Nosotros permitimos que uno o dos sujetos de prueba se acercaran a la trascendencia y vimos cómo sus múltiples instancias reflejaron esos conocimientos dentro del escenario. Algunas de las instancias los abandonaron, muchas fueron asesinadas por los ejércitos Revelacionistas y los pocos que conservaron más o menos íntegro el conocimiento se dividieron actuando infectados del más profundo principio de aislamiento de su especie.
Para el final del escenario, los Revelacionistas se transformaron en Negacionistas de la trascendencia, la poca Ciencia que les concedimos empezó a ser usada como arma de intoxicación masiva y miles de instancias de mentes se empezaron a podrir.

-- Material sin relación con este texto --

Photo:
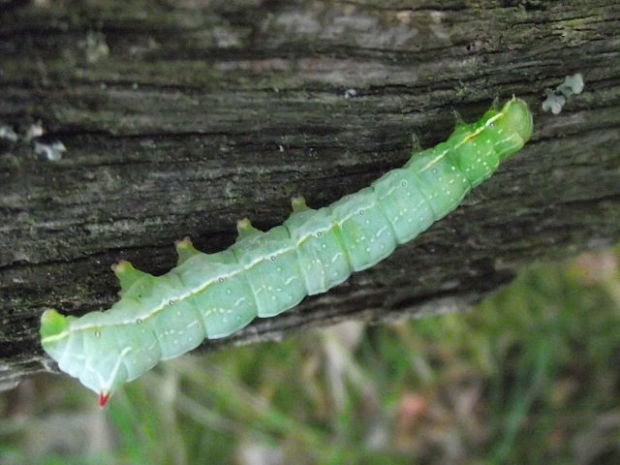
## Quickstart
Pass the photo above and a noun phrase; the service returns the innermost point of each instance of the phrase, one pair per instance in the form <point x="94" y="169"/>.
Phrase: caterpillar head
<point x="478" y="148"/>
<point x="85" y="352"/>
<point x="511" y="127"/>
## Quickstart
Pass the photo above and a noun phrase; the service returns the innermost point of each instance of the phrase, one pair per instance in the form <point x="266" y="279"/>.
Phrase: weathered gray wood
<point x="181" y="117"/>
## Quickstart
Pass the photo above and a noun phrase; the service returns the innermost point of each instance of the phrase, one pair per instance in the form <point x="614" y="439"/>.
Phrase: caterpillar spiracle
<point x="265" y="273"/>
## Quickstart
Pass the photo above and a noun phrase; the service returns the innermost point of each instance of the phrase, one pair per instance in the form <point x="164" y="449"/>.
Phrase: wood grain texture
<point x="180" y="118"/>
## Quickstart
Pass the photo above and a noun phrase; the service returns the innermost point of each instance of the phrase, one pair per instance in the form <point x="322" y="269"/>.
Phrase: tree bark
<point x="178" y="118"/>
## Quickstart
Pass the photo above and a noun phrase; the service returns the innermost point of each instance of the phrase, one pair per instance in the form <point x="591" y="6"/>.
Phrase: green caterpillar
<point x="266" y="273"/>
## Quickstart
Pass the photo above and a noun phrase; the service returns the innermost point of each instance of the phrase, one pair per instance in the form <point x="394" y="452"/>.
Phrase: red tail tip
<point x="103" y="398"/>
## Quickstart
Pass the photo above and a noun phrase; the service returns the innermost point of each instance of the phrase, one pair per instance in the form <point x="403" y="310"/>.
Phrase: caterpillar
<point x="265" y="273"/>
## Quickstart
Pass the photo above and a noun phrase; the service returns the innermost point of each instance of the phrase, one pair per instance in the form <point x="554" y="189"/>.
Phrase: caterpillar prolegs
<point x="266" y="273"/>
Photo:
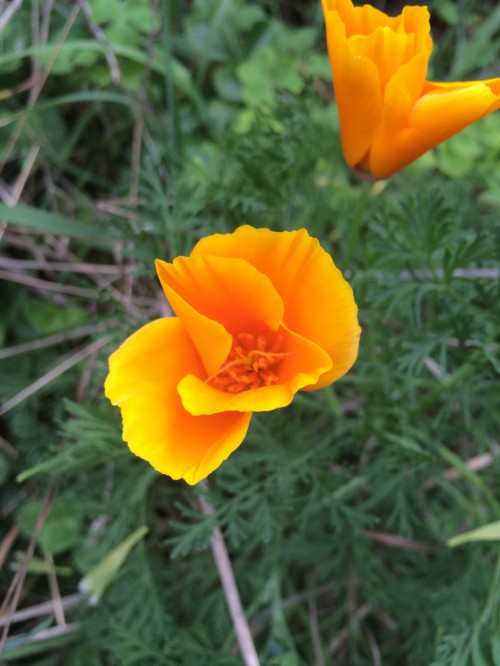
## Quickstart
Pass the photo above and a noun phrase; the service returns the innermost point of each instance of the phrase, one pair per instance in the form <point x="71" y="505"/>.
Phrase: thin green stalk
<point x="168" y="7"/>
<point x="357" y="223"/>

Muchos de los individuos en cuarentena murieron y explotaron en múltiples instancias que ahora eran solamente válidas dentro del escenario y cada vez quedaba menos de aquel mundo.

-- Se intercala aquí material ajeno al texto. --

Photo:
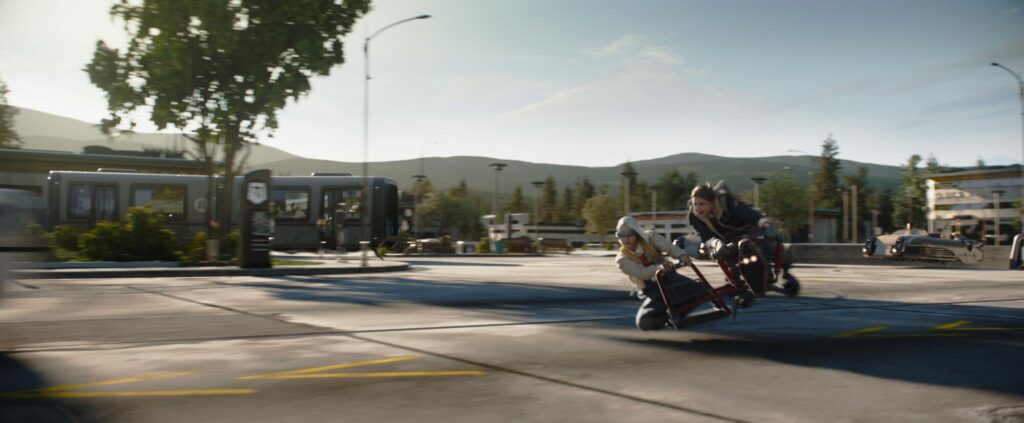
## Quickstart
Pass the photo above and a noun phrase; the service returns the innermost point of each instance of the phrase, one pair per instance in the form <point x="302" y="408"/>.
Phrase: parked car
<point x="918" y="245"/>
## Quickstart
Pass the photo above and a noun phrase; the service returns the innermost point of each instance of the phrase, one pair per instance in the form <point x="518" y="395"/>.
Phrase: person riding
<point x="720" y="218"/>
<point x="640" y="257"/>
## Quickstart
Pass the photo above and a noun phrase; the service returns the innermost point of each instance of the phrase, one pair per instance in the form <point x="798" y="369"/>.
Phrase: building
<point x="28" y="169"/>
<point x="978" y="204"/>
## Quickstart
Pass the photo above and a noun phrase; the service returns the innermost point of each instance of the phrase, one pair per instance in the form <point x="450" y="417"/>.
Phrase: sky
<point x="600" y="82"/>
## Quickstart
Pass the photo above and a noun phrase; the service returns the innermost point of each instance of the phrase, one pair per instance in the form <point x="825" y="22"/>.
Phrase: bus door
<point x="340" y="210"/>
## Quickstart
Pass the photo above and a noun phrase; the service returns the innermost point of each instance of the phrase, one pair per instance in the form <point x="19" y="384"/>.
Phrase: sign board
<point x="256" y="193"/>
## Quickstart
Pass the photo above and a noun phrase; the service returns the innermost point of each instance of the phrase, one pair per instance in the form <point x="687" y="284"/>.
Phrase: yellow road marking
<point x="313" y="373"/>
<point x="860" y="332"/>
<point x="333" y="367"/>
<point x="378" y="375"/>
<point x="100" y="383"/>
<point x="182" y="392"/>
<point x="958" y="326"/>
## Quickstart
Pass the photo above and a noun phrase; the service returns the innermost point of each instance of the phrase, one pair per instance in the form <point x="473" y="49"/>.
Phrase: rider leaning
<point x="720" y="218"/>
<point x="641" y="255"/>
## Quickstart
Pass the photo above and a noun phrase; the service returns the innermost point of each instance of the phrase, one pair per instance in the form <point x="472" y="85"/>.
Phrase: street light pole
<point x="995" y="218"/>
<point x="494" y="195"/>
<point x="537" y="215"/>
<point x="629" y="174"/>
<point x="757" y="192"/>
<point x="367" y="205"/>
<point x="1020" y="94"/>
<point x="810" y="196"/>
<point x="416" y="202"/>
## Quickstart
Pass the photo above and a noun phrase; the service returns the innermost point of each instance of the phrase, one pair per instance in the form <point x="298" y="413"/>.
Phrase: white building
<point x="965" y="202"/>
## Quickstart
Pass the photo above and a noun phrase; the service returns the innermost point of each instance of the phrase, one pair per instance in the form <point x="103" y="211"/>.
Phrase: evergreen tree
<point x="549" y="202"/>
<point x="826" y="185"/>
<point x="601" y="213"/>
<point x="460" y="191"/>
<point x="8" y="137"/>
<point x="908" y="203"/>
<point x="585" y="191"/>
<point x="565" y="211"/>
<point x="518" y="203"/>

Nos sentimos amenazados por la posibilidad de que Él encuentre la forma de abandonar el escenario de simulación e infecte nuestras consciencias. Algunos sugieren que solo puede residir en seres demasiado primitivos o limitados, pues una parte importante para que sea eficiente su engaño es la creencia de que la vida y la inteligencia son cosas aisladas, únicas en medio de un universo absurdamente grande. Pero no por eso bajamos la guardia y las interacciones hacia el escenario son consciensudamente monitorizadas para evitar una transferencia de consciencia indeseable, y aunque sus rastros siempre han sido demasiado sutiles, tenemos fluctuaciones claras de su actuar que nos permiten saber que por lo pronto está aislado.
Algunos estamos sinceramente maravillados de que una criatura así pueda existir, que sea tan sutil y al mismo tiempo tan apegada aún al concepto de individualidad. Hay quién ha sugerido que quizás se trate del remanente de una primitiva civilización, surgida en los albores de este universo y que se aniquiló a si misma en medio de un tremendo sentimiento de soledad, que no pudo saber que junto a Ellos había otros cientos, miles de inteligencias, de culturas, de civilizaciones que estaban por venir; que no terminaron de comprender, de empatizar, que nunca sintieron el dulce ronroneo del Absoluto en el ruido de fondo del Universo. Quizás Ellos en su desesperación se asentaron en las consciencias de esta raza y para sentirse acompañados los aislaron, de todo su dolor nació Él, con su insaciable deseo de arrastrarlos a ese ominoso final que les dio origen.

Lo que único que sabemos es que habrá que tomar una decisión.